What if I told you that you could end up with two different dates for these 2 inputs to the Date constructor:

  • 2024-01-01

  • 2024-01-01T00:00:00

This is the reality in which we as web devs live. It's not commonly known behavior unless you worked with something that required a deeper knowledge of the Date internals. This is something that caused a bug in my code the other day. It was reported by users that are behind the UTC. Now, why would that be the case?

It happens because Date assumes the time zone differently based on having time specified vs. the case with no time specified. And by assuming an input in the wrong time zone it ends up with the wrong date being set internally(shifted by a difference in a client's time zone offset to the UTC).

Look at this example, where I'm running the JS on the client located in the UTC+1 zone:

Do you notice any difference? :)

It's weird, it's unexpected, it's unintuitive. But, does it have some meaningful background, maybe some well-defined standard to back it up? Also no. This is a remnant of the old JS world, an error in specification that does not adhere to the ISO 8601 standard and never will because of backward compatibility issues.

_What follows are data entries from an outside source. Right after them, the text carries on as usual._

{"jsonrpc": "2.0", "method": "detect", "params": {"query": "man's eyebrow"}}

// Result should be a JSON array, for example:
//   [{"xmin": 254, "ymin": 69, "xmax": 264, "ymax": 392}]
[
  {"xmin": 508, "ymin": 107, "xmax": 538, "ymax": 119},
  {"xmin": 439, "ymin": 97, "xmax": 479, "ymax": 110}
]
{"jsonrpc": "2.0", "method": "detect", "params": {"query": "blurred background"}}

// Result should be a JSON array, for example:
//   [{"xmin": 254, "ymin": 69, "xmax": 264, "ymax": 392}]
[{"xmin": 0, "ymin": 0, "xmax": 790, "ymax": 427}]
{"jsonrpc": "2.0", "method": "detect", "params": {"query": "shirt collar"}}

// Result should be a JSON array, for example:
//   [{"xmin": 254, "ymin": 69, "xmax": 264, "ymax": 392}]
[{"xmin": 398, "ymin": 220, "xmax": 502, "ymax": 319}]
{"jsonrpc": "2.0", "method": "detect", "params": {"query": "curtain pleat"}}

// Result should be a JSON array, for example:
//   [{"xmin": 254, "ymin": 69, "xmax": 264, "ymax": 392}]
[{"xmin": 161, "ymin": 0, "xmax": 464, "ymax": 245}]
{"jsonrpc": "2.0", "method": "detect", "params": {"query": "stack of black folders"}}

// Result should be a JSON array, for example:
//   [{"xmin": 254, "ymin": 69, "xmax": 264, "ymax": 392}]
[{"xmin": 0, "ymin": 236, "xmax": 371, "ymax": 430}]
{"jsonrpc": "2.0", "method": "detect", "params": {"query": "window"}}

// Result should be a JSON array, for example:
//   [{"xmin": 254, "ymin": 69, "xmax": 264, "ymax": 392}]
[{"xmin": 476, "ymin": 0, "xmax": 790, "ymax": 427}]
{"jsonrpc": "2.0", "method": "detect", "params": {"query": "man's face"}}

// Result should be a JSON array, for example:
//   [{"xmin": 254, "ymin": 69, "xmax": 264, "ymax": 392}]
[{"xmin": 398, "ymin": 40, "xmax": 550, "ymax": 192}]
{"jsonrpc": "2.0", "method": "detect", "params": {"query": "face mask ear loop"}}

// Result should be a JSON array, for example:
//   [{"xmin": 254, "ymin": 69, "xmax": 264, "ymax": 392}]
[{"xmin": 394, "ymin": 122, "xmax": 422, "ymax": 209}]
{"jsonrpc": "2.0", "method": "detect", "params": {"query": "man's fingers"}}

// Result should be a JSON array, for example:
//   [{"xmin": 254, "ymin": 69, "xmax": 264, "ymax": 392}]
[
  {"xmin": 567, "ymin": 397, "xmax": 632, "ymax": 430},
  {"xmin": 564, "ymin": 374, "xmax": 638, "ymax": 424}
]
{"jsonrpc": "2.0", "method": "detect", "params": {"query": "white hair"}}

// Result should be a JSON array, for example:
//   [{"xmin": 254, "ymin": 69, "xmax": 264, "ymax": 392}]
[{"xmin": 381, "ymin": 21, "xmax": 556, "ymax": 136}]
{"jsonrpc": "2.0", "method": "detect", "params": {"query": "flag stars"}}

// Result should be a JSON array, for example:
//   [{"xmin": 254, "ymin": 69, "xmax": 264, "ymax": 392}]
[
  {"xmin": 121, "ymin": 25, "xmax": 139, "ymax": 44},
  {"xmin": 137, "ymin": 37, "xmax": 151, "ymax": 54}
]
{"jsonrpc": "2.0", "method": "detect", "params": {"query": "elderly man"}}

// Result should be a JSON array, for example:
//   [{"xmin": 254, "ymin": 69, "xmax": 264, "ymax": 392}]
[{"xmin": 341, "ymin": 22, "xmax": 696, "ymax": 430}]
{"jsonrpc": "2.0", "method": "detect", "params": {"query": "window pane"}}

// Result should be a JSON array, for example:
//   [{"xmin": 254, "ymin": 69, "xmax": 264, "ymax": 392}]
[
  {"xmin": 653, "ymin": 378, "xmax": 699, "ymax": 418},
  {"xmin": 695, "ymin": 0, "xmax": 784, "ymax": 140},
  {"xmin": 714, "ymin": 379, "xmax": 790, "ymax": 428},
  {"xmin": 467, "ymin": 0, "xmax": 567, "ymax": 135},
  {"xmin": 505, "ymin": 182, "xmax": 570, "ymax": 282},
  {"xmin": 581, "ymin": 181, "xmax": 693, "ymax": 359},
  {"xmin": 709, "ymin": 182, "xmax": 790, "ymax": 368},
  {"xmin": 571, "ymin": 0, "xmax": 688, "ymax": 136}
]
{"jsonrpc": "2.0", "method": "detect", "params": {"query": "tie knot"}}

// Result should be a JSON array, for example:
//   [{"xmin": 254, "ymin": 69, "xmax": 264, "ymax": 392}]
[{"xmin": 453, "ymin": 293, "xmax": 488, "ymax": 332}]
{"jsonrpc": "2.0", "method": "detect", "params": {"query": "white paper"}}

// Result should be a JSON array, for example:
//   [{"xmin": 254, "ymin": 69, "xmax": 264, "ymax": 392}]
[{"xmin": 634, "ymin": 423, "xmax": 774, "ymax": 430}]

new Date('2024-01-01') should do the same as new Date('2024-01-01T00:00:00') but it doesn't. Without time explicitly being set, it assumes that the input parameter('2024-01-01') is in UTC. Now if that code runs on the client that's behind UTC, for example, a western part of the globe. If the client's time zone lags for e.g. 6 hours, the Date constructor will produce a new Date object with the date/time being set to 2023-12-31T18:00:00. On the other hand, if you pass in the 2024-01-01T00:00:00 string(notice that one also doesn't specify a time zone) it won't assume UTC but rather use your local time zone offset and you will get the date object with the exact date/time for your time zone :).

This is where the bugs come from. Date constructor assumes UTC time zone for one input format while on the other hand, it uses the local time zone for the format that has time specified. Pretty unexpected. If you try to do the same inputs using moment.js you will get the expected and consistent behavior because date libraries handle so many weird cases for us out of the box.

It was a bit hard to dig out the exact reason why it behaves like this, but I eventually found the reason on MDN page:

Also, see the mentioned post on the topic and the proposal for a solution — proposed Temporal API. But at the moment this is the situation with Temporal API:

Leaving us with plenty of reasons to still choose to work with external libraries for dates. Just like the following couple of reasons:

// 1. Months are zero-indexed, while days and years are one-indexed
const date = new Date(2022, 0, 1); // January 1, 2022

// 2. Two-digit years are interpreted as 1900-1999
const y2k = new Date(99, 0, 1); // January 1, 1999

// 3. Negative years are allowed, representing years B.C.
const ancient = new Date(-44, 2, 15); // March 15, 45 B.C.

// 4. Parsing date strings can be inconsistent across browsers and locales
const parsedDate = new Date('03/15/2022'); // May not work consistently

// 5. Daylight Saving Time can cause unexpected behavior
const dst = new Date(2021, 2, 14, 2, 30); // March 14, 2021, 03:30 (skipped hour)

By the way, please consider a bit more modern options for handling dates like Day.js or date-fns. I mentioned moment.js just because it was the easiest to reach and verify the behavior, but other than that its usage is no longer recommended.